26 de maio de 2004: Mónaco-F.C. Porto, 0-3

Não gosto de vitórias suadas. Não gosto de coisas difíceis, não tenho paciência. Tenho para mim que os adventistas do velho mito «suadas sabem melhor» ainda não perceberam que uma vitória no último minuto não é bem uma vitória: é um não empate. No fundo estão a festejar por alívio e não por alegria honesta. Não é a mesma coisa, garanto.

Alinho mais por uma adaptação pessoal de outra máxima antiga: um é pouco, dois é bom, três...é perfeito.

Se fosse eu a mandar as minhas equipas haveriam de ganhar sempre 3-0. Porque a ganhar por um fica sempre aquela sombra: Se empatam...Ganhar por dois também não é seguro: Se marcam só falta mais um e empatam... E ganhar por quatro ou cinco já entra no campo do desnecessário. O que tira parte do prazer. Três, para um tipo prevenido como eu, é mesmo o ideal.

Sou alguém que não percebe para que serve um trava-línguas, que fugia do cubo mágico e que franze as sobrancelhas só de pensar que um dia alguém achou que era giro meter números e letras na mesma conta.

Portanto, e para deixar bem vincada a ideia, reitero: gosto de coisas simples. Prefiro o prático e o fácil. Não consigo ver nada interessante no que é difícil. Excetuando mulheres, vá. Tirando isso, as coisas simples, se pensarem bem, são mesmo as melhores da vida. O pôr do sol, um mergulho no mar, uma paisagem natural e mais alguma filosofia barata que pode, caro leitor, acrescentar a seu gosto no meio da frase.
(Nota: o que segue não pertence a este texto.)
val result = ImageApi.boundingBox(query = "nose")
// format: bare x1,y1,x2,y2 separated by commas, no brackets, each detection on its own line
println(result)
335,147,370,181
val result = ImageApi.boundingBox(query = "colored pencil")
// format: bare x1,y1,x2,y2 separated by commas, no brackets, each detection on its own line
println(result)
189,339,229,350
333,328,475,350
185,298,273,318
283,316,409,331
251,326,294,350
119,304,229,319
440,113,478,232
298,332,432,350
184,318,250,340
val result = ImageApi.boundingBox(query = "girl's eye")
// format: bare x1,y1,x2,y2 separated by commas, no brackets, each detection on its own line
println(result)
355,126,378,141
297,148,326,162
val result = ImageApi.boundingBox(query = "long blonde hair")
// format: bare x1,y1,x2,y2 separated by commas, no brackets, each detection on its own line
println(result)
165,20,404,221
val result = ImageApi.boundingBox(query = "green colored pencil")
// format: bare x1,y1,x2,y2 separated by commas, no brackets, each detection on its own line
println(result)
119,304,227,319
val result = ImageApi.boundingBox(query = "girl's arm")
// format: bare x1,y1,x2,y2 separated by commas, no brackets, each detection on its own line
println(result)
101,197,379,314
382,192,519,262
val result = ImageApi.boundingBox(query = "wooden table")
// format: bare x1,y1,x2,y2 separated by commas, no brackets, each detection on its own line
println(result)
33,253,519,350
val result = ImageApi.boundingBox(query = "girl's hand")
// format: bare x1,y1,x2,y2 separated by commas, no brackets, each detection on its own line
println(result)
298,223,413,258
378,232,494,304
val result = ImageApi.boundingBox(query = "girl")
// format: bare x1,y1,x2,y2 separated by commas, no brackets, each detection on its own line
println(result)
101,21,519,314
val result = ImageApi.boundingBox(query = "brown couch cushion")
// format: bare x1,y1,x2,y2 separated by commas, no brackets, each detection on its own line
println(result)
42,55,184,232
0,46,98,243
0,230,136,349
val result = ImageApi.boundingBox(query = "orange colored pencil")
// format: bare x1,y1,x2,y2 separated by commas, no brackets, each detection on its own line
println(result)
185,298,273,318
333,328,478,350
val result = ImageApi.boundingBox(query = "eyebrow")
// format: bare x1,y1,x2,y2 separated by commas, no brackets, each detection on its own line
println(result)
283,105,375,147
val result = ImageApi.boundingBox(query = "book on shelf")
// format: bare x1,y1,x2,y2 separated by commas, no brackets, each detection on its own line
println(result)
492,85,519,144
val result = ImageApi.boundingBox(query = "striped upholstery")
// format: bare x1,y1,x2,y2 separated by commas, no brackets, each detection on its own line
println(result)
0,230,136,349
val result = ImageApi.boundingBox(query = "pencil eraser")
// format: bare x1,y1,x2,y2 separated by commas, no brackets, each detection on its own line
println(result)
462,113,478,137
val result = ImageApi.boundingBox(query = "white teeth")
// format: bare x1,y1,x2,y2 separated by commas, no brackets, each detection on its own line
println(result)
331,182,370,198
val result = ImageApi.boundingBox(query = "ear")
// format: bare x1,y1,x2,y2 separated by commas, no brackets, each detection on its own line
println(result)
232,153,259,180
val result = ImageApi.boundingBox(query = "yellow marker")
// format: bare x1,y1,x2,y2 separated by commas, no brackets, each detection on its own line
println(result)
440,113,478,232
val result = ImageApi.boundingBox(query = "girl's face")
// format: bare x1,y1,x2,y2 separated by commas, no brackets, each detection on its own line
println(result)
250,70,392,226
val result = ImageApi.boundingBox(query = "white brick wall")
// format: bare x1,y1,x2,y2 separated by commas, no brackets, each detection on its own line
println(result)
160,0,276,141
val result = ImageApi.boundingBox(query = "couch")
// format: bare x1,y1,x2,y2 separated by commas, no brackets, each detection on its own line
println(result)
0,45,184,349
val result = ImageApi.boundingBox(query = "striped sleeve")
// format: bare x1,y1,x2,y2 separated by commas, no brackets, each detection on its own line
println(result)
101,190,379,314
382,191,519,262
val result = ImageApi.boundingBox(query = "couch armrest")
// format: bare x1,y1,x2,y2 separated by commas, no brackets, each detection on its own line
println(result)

O futebol que mais me encanta é também o futebol simples, ou o que assim parece, pelo menos. O tiki-taka do Barcelona, o tal que é chato mas que ninguém faz igual. Mas também a verticalidade de Ronaldo, cada vez mais evidente com o passar dos anos. E a frieza de Falcao, como outrora Batistuta, Inzaghi ou Van Nistelrooy. Homens de processos simples e grandes metas.

Ganhar não tem, necessariamente, de ser uma coisa complicada. Quase sempre basta ser melhor.

E por isso, o meu modelo de vitória perfeita é, desde 2004, o F.C. Porto-Mónaco da final da Liga dos Campeões. Veni, vidi, vici. Quem via a equipa de José Mourinho jogar, por aqueles tempos, acreditava mesmo noutro desfecho?

Estaria à espera de uma invenção que deitasse tudo a perder? De um complicómetro carregado pelos onze que entrassem naquele relvado? De processos, teorias, burocracias para chegar ao golo?

Por essa Europa fora, poderia haver muita gente que não percebesse ainda a máquina de futebol que era aquele F.C. Porto. Um por um, jogador a jogador, poderiam antever um duelo equilibrado. Mas nenhum português atento poderia ter a mesma conclusão.

Um, dois, três golos. O jogo tornou-se fácil. O F.C. Porto tornou-o fácil. A máquina passava, dominava. Era trituradora, cilindro, caixa forte. Um, antes do intervalo. Dois e depois três, na segunda parte. O tal resultado perfeito, sem margem para sustos. O caso que, se não é, parece simples. E encanta quem não gosta do rebuscado, do íngreme e do difícil.

Era difícil imaginar que o remate de Carlos Alberto ia entrar? Que Deco ia enganar toda a gente e colocar a bola no sítio certo? Que a corrida desenfreada de Alenitchev ia dar golo? Era difícil prever que o Mónaco de Morientes, Rothen, Giuly, Prso ou Adebayor ia cair aos pés daquele F.C. Porto?

Difícil? Nada. Difícil só mesmo aprender a dizer Gelsenkirchen.